What's the connection? Naming, of course. Do names matter? If so, how? That will be the primary topic of discussion. We'll also discuss product categories on the Lego site, which always stirs up some interesting conversations.
I always look forward to this class--more than any other lecture I give, it brings together my library and web backgrounds, and lets me push my students into thinking a bit more than I usually require them to do.
i really enjoyed that lecture when i took that class! your examples really hit home for me - i've had a love for Legos... err "boys" Legos, since i was a kid. a few years ago i started buying them again (mostly the Star Wars sets). funny, there isn't a pink or powder blue brick in our house. have fun!
Yes, well, I was always weird. I memorized Hotspur's honor speech from Henry IV Part I.
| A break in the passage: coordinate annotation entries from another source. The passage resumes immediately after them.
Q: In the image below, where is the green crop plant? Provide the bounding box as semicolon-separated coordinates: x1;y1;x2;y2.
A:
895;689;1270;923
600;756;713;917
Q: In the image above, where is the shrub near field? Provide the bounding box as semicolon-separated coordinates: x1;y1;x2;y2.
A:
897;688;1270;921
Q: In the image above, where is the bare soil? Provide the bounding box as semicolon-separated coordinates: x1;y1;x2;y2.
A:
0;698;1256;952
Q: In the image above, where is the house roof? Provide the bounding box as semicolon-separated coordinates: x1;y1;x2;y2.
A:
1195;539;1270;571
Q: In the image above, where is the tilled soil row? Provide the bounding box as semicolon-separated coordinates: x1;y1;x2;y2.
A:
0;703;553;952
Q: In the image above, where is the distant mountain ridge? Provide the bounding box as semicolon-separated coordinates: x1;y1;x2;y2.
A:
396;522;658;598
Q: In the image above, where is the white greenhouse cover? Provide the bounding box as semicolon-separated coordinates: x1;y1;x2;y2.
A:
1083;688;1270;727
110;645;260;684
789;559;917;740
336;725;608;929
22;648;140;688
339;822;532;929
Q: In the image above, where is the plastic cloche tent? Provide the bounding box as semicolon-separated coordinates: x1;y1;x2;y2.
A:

I don't *think* that one's useful in an XML context, but I may have to take another look at it...
Ha! I had to memorize "Antony's Oration" from Julius Caesar. "Friends, Romans, countrymen, lend me your ears. I come to bury Caesar, not to praise him. The evil that men do lives after them, the good is oft-interred with their bones, so let it be with Caesar." That's all I remember. That was my sophomore year of high school. Do high school students still memorize passages?